Litman/Gregory Opinion


Year to date through February, Marsico Inter-national Opportunities Fund is down 1.7%, compared to a 1% gain for Vanguard Total Interna-tional Stock Index Fund and a 1.1% return for MSCI AC World ex USA Growth Index (its style index). In 2006, the fund gained 24%, lagging the Vanguard index by 2.7 percentage points but outperforming MSCI AC World ex USA Growth Index by 0.5 percentage points.


Gendelman started managing Marsico International Opportunities Fund in July 2000. Since that time, the fund has beaten Vanguard Total International Stock Index Fund by over three percentage points, annualized. But we give less weight to the first two years of Gendelman’s track record because some aspects of his process were still evolving and we think Gendelman’s approach after June 2002 is more reflective of what we can expect in the future. Since July 2002, the fund has slightly lagged the Vanguard index, but has outperformed MSCI AC World ex USA Growth Index by almost two percentage points, annualized. This performance has come with volatility similar to the Vanguard index. The fund’s returns rank in the top decile over five years and in the top quartile over three years versus its international growth peers. Overall, the fund has performed strongly over the period we consider most relevant for performance analysis.

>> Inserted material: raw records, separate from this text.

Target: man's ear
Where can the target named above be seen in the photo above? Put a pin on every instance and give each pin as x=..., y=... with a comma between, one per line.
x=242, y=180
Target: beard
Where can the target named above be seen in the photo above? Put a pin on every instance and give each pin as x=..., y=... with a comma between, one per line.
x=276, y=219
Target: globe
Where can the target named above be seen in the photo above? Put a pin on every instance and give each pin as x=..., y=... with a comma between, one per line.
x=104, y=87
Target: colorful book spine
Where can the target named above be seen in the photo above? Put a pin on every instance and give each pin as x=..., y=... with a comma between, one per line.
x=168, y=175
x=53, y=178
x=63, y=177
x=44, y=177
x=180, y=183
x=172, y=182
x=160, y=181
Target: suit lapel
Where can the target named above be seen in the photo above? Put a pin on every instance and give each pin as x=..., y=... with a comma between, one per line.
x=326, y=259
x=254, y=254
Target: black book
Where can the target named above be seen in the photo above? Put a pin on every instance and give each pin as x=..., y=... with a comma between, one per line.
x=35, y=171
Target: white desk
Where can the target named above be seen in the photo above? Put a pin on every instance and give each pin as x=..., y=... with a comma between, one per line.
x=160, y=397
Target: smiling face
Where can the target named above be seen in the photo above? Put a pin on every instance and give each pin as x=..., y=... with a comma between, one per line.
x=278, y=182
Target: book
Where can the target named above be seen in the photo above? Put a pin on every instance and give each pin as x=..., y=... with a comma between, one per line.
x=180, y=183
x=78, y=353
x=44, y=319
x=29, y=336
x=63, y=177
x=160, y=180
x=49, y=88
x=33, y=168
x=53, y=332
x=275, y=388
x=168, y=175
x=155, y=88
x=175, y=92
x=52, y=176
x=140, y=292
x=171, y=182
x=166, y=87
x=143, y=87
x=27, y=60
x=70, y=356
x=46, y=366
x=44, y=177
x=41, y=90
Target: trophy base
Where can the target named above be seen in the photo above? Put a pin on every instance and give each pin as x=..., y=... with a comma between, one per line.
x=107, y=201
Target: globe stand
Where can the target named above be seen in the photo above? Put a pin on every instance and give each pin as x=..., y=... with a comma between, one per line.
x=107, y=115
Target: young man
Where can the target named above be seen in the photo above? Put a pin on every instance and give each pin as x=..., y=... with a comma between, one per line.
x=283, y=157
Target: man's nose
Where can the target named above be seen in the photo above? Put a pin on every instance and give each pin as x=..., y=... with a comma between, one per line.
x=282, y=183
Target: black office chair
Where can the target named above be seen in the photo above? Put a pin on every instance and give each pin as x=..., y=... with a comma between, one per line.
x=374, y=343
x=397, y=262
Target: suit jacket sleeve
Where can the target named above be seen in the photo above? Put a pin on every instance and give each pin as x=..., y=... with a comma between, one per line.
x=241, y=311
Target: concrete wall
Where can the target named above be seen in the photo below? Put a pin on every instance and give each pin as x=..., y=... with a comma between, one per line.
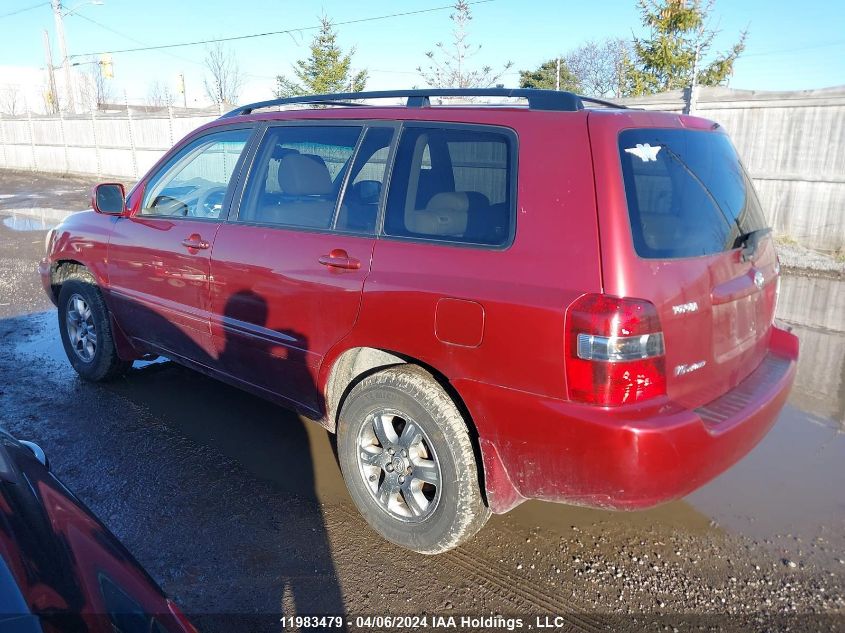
x=793, y=143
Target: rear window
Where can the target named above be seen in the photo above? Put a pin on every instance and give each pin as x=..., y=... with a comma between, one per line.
x=688, y=194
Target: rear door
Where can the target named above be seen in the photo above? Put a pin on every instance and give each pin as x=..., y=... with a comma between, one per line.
x=158, y=258
x=687, y=207
x=289, y=268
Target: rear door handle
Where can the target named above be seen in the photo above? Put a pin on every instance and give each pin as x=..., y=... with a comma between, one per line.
x=195, y=242
x=339, y=258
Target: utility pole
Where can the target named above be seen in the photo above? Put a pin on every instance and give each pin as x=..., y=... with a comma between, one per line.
x=60, y=34
x=53, y=97
x=557, y=81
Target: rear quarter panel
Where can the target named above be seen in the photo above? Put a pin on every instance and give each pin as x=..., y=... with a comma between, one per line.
x=83, y=237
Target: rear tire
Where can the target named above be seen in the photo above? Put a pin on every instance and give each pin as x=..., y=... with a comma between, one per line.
x=408, y=462
x=85, y=326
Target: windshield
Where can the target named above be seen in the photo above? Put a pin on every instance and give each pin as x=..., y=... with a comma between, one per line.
x=687, y=192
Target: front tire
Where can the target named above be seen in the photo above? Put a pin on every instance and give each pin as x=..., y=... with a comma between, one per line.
x=408, y=462
x=86, y=331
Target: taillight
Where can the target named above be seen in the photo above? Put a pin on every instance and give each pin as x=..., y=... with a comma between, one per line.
x=614, y=351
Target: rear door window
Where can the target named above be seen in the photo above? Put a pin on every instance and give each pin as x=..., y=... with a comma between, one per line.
x=195, y=181
x=687, y=192
x=453, y=184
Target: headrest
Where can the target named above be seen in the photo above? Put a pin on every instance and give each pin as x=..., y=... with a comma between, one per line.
x=303, y=176
x=445, y=214
x=280, y=151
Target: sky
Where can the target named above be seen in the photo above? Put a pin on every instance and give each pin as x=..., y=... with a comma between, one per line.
x=791, y=45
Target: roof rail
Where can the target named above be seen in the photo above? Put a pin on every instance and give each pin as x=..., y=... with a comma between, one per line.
x=537, y=99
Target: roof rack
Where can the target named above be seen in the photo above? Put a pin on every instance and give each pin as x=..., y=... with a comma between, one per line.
x=557, y=100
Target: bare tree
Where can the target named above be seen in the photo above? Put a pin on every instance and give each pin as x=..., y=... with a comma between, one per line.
x=599, y=67
x=159, y=95
x=10, y=102
x=225, y=78
x=448, y=65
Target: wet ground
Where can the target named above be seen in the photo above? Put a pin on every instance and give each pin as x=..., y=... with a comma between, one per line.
x=237, y=508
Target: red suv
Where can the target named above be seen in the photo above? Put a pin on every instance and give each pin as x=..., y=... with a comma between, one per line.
x=487, y=304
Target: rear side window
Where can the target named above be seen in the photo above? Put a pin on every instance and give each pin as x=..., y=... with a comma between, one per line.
x=688, y=194
x=452, y=184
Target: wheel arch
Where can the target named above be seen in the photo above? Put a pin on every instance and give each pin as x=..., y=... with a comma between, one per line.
x=356, y=363
x=60, y=271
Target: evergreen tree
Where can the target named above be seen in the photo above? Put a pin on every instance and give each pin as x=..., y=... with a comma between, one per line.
x=678, y=42
x=327, y=70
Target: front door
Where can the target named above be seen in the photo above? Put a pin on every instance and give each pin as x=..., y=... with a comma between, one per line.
x=289, y=270
x=158, y=257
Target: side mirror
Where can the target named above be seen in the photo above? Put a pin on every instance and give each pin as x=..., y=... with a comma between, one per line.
x=109, y=198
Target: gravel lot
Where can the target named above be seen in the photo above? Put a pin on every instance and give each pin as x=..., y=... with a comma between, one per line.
x=237, y=507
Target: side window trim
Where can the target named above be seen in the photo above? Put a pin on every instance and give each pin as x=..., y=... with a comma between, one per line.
x=246, y=168
x=396, y=126
x=230, y=189
x=513, y=183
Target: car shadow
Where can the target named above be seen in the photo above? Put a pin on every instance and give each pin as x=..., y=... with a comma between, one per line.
x=273, y=443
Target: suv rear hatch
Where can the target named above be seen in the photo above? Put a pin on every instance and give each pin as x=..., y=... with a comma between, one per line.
x=697, y=247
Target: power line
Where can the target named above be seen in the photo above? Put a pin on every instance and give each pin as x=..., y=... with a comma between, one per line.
x=284, y=32
x=30, y=8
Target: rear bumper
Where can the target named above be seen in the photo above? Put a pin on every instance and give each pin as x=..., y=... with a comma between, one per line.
x=543, y=448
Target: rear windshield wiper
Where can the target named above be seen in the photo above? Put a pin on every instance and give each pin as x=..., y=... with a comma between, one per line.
x=750, y=241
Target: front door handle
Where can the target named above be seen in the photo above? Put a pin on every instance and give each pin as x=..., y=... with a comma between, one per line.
x=339, y=258
x=195, y=242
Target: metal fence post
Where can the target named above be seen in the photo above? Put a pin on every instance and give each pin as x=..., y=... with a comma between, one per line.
x=32, y=140
x=170, y=123
x=131, y=139
x=96, y=144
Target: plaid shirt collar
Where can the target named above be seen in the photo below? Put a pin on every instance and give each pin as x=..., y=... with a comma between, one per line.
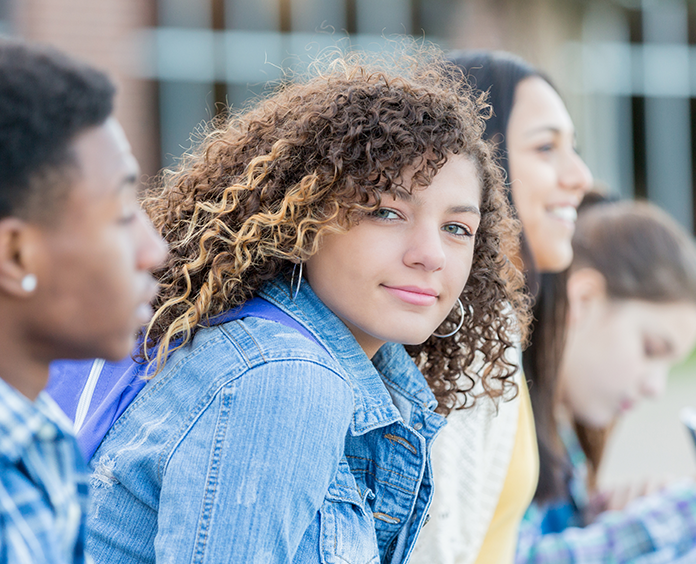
x=22, y=422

In our last update we noted the departure of an analyst from Gendelman’s team. This was a concern given that Gendelman had a relatively small team of just three dedicated analysts. Having discussed this issue with Gendelman we are less concerned for two reasons. First, he has access to Marsico’s larger pool of domestic analysts, who evaluate their industries from a global perspective, making them a valuable resource in some situations. Second, Marsico’s research culture is very intense, which some may find difficult to adjust to. (The last departure seems to be related to this issue.) This leads to the question of how Marsico ensures that the people they hire are a good cultural fit. The firm has interviewed a lot of candidates and it is clear to us that they are being very selective. In addition, Gendelman’s minimum qualifications for a new hire are unchanged from what he described to us over two years ago, so, it is good to see that the firm is neither dropping its hiring standards nor becoming impatient. We will continue to monitor team dynamics going forward.


Another concern has been the sharp rise in Gendelman’s international assets under management. International assets have gone from about $1.5 billion in early 2004 to almost $12 billion now. Much of the rise has come from existing sub-advisory relationships. As a result, Gendelman says the demands on his time in terms of marketing and client service remain low, allowing him to remain focused on investing, which is what we’d like to see in the future as well. Moreover, the fund’s opportunity-set remains sufficiently broad and Gendelman continues to run a relatively concentrated portfolio of about 50 stocks. So, while we continue to monitor asset growth and how that growth impacts Gendelman’s strategy, at this point it is not a material concern.


We remain impressed with Gendelman. He has a flexible approach to growth investing, which provides access to a broad universe of opportunities. His approach is somewhat theme-driven, though bottom-up stock picking is the much larger influence on stock selection. Gendelman and his team do thorough work to understand businesses and do not cut corners in their research. Gendelman’s overall portfolio management skills impress us as well. We think he does a good job of collecting different data points to come up with good insights at the macro and company level, which make their way into the portfolio in a thoughtful manner. Both Marsico International Opportunities and Harbor International Growth are similarly run and remain Recommended. Readers should note that Harbor International Growth, which is managed similarly to Marsico International Opportunities, has lower expenses and significant loss carryforwards and is unlikely to make capital-gains distributions for the next few years.